IoT fleet digital twins¶
A per-device twin actor for industrial fleet telemetry. Rolling sensor stats, battery degradation alerts, temperature anomaly detection, offline detection via timers, and command emission back to the device. The full pattern in 250 lines.
The problem¶
You operate 100 000 industrial assets — cold-chain trucks, agricultural drones, smart meters, whatever. Each device publishes telemetry every 10 s on a Kinesis stream. You need to:
- Maintain a digital twin for each device — its last known state, rolling stats, health score
- Detect:
- Battery degradation: drops > 10 %/hour while idle
- Temperature spike: reading > device-specific threshold for 3 consecutive samples
- Offline: no heartbeat for 5 minutes
- Emit commands back to the device on alert (cool down, reduce duty cycle, ping)
- Expose the latest twin state for an operator dashboard
A relational DB updates per device get expensive at this scale (100k devices × 6 updates/min = 600k writes/min). Time-series DBs handle the writes but make per-device anomaly logic awkward.
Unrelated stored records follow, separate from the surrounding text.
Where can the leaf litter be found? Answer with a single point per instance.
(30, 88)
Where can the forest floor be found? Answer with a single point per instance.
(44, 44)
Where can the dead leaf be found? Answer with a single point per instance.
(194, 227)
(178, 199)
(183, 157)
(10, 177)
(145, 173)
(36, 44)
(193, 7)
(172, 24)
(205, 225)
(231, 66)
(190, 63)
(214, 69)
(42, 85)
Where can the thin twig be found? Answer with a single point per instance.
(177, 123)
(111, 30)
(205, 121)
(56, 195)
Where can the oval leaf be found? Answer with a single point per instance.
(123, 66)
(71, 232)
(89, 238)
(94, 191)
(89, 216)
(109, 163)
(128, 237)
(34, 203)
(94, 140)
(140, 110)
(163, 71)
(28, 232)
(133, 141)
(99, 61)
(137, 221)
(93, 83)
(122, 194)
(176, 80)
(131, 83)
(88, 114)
A StateFun per-device actor gives you the twin, the anomaly logic, the command channel, and exactly-once delivery in one runtime.
Architecture¶
flowchart LR
Devices[100k devices] -->|Telemetry| KinesisIn[(Kinesis<br/>device.telemetry)]
KinesisIn --> Dispatch[StateFun dispatcher<br/>routes by deviceId]
Dispatch --> Twin[DeviceFn<br/>digital twin actor]
Twin <-->|state I/O| State[(RocksDB:<br/>rolling stats<br/>last seen<br/>battery curve)]
Twin -->|alert| AlertOut[(Kinesis<br/>device.alerts)]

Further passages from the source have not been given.